Irish PM hopeful of Northern Ireland deal ‘in days’
British and Irish leaders are due to hold talks to end the political crisis, which has suspended the power-sharing government in the territory since the summer
Irish Prime Minister Enda Kenny will meet Britain’s David Cameron in London on Monday in an effort to restore Northern Ireland’s government.
The territory’s power-sharing administration has effectively been suspended since September over reports that the Irish Republican Army continued to exist as a paramilitary organization.
Talks between leaders of Northern Ireland’s opposing communities have been going on for nine weeks, but Kenny said that he believed a deal could be reached within days.

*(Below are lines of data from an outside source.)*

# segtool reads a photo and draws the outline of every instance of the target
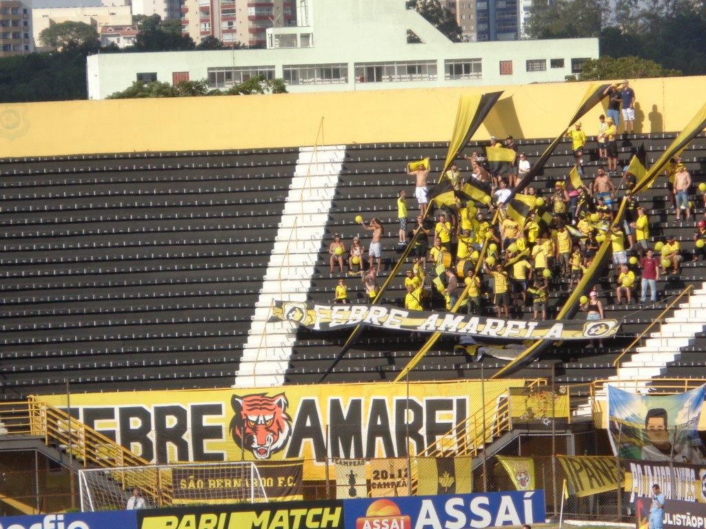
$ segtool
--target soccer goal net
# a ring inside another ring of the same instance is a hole
[[[84,511],[267,501],[257,466],[246,461],[88,468],[78,484]]]

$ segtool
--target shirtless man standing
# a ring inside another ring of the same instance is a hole
[[[596,178],[591,186],[591,193],[597,200],[599,198],[603,198],[606,205],[609,206],[611,209],[613,209],[613,199],[615,197],[616,188],[611,177],[602,166],[598,168]]]
[[[420,167],[417,171],[410,171],[409,164],[407,164],[407,174],[414,175],[417,177],[417,188],[414,190],[414,196],[417,197],[417,202],[419,202],[419,212],[424,217],[426,213],[426,205],[429,202],[429,191],[426,188],[426,177],[429,174],[429,169]]]
[[[685,220],[691,219],[691,208],[689,207],[689,188],[691,186],[691,175],[683,164],[676,166],[674,174],[674,202],[676,202],[676,219],[681,219],[681,212],[685,212]]]
[[[429,171],[427,171],[429,172]],[[373,258],[377,260],[378,272],[383,271],[383,248],[380,241],[383,239],[383,225],[378,217],[373,217],[370,221],[369,225],[366,225],[364,220],[360,223],[363,227],[373,232],[373,240],[370,242],[368,248],[368,262],[370,267],[373,267]]]

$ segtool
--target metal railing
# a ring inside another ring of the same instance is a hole
[[[677,296],[676,298],[674,298],[674,299],[673,299],[671,300],[671,303],[669,303],[669,305],[668,305],[666,306],[666,308],[659,313],[659,316],[657,316],[654,320],[653,320],[652,322],[650,322],[650,324],[647,325],[647,327],[646,327],[645,329],[642,329],[642,332],[641,333],[640,333],[640,334],[638,336],[638,337],[635,338],[630,343],[630,344],[629,346],[628,346],[627,347],[626,347],[623,350],[623,352],[621,353],[618,355],[618,358],[615,359],[615,360],[613,362],[613,367],[620,367],[620,362],[621,362],[621,360],[623,358],[623,357],[625,356],[628,353],[629,353],[630,351],[630,349],[632,349],[633,347],[635,346],[635,344],[637,343],[638,342],[639,342],[640,340],[642,340],[642,336],[644,336],[645,334],[647,334],[647,332],[650,331],[650,329],[652,329],[652,327],[654,327],[654,324],[657,324],[657,323],[659,324],[660,336],[662,335],[662,325],[664,323],[664,322],[662,321],[663,317],[664,316],[665,314],[666,314],[667,311],[670,310],[671,309],[671,308],[674,307],[676,304],[676,302],[678,301],[680,299],[681,299],[682,297],[684,296],[684,294],[687,293],[689,291],[691,290],[691,288],[692,288],[692,286],[691,285],[689,285],[686,288],[684,288],[681,293],[679,293],[678,295],[677,295]]]

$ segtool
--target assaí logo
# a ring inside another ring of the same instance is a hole
[[[412,520],[401,516],[394,501],[378,499],[370,504],[365,516],[358,518],[356,529],[412,529]]]
[[[40,522],[35,522],[31,525],[25,526],[19,523],[13,523],[4,527],[0,523],[0,529],[90,529],[85,522],[75,520],[73,522],[65,523],[63,514],[47,514]]]

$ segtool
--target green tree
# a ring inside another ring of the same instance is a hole
[[[640,57],[628,56],[614,59],[604,55],[598,59],[586,61],[578,75],[567,75],[569,81],[593,81],[606,79],[645,79],[651,77],[674,77],[681,75],[676,70],[666,70],[654,61]]]
[[[42,45],[55,49],[86,45],[97,49],[100,45],[100,37],[98,32],[88,24],[69,20],[52,24],[42,30],[40,42]]]
[[[181,81],[175,86],[168,83],[135,81],[128,88],[108,96],[109,99],[133,99],[146,97],[191,97],[204,95],[249,95],[251,94],[282,94],[287,87],[282,79],[269,80],[264,75],[257,75],[226,92],[209,90],[205,79],[198,81]]]
[[[195,49],[193,39],[181,33],[179,20],[162,20],[159,15],[135,16],[139,32],[133,48],[139,51],[169,51]]]
[[[525,32],[530,39],[598,37],[603,5],[580,0],[534,0]]]
[[[453,13],[443,7],[438,0],[416,0],[408,1],[408,8],[414,8],[434,28],[454,42],[461,40],[461,28]],[[416,36],[416,35],[415,35]],[[409,39],[409,35],[407,35]]]

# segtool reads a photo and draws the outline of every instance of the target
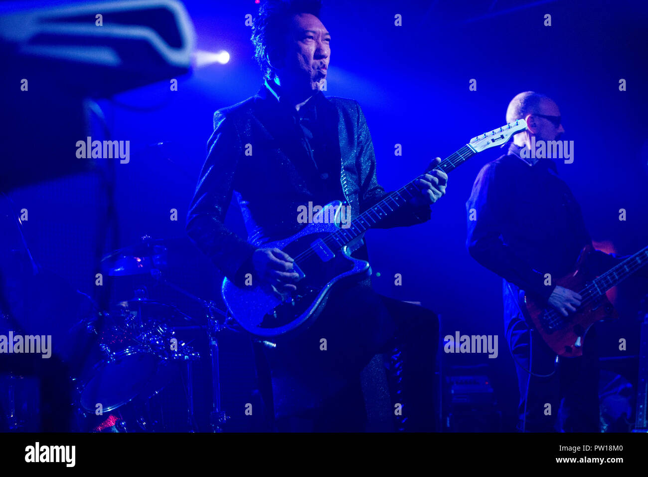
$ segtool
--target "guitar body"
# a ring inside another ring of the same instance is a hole
[[[279,296],[253,283],[240,287],[227,278],[223,280],[223,299],[232,317],[246,330],[273,339],[298,328],[303,330],[319,316],[334,285],[371,274],[369,262],[350,256],[350,247],[334,247],[323,241],[339,230],[341,207],[339,201],[330,202],[314,217],[313,223],[297,234],[264,245],[264,248],[280,249],[295,259],[297,273],[303,276],[295,284],[297,291],[290,295]],[[325,217],[334,219],[327,223]],[[307,256],[300,258],[308,250]]]
[[[448,173],[478,153],[505,143],[526,128],[524,119],[516,119],[485,132],[427,172]],[[358,280],[371,275],[369,262],[353,258],[351,254],[362,244],[365,231],[420,193],[415,180],[386,194],[350,223],[346,222],[346,229],[340,227],[342,204],[336,201],[325,206],[312,223],[292,237],[264,244],[264,247],[279,249],[294,259],[294,270],[299,275],[295,284],[297,290],[280,295],[252,282],[238,287],[226,278],[222,293],[232,317],[252,334],[273,341],[307,328],[321,313],[332,287],[340,282]]]
[[[559,280],[557,284],[580,293],[588,280],[594,278],[586,276],[583,271],[586,269],[584,265],[593,250],[591,245],[585,247],[581,253],[575,271]],[[583,354],[585,334],[594,323],[618,318],[616,310],[605,293],[597,299],[581,305],[576,313],[567,317],[551,307],[542,306],[528,295],[525,295],[522,299],[520,308],[527,321],[533,324],[554,352],[566,358],[575,358]]]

He told Ireland’s national broadcaster RTE on Sunday: “I'm very hopeful and happy about the reports I'm getting that a deal is on here and I do hope it will be concluded successfully in the next couple of days.
“I will be talking to the prime minister in Downing Street tomorrow and afterwards make arrangements to meet with the first and deputy first minsters [of Northern Ireland] and I hope that we can have this concluded.”
Northern Ireland’s leaders ended decades of often bloody conflict with a landmark 1998 peace agreement that required the territory’s government to be a coalition between unionist parties and Irish republicans.
But that government was brought to the brink of collapse in August this year following the fatal shooting of Kevin McGuigan, a former IRA member.
Unionist parties withdrew almost all of their ministers after a senior chairman in the main Irish republican party, Sinn Fein, was arrested in connection with the murder, triggering claims that the IRA may have ordered the killing.
A report commissioned by the British government last month found the Provisional IRA army council continued to oversee Sinn Fein’s strategy, but that it was “committed to the peace process and its aim of achieving a united Ireland by political means”.
Republicans and unionists have since been in talks to break the impasse over issues, including paramilitary activity and cuts to Northern Ireland’s welfare budget.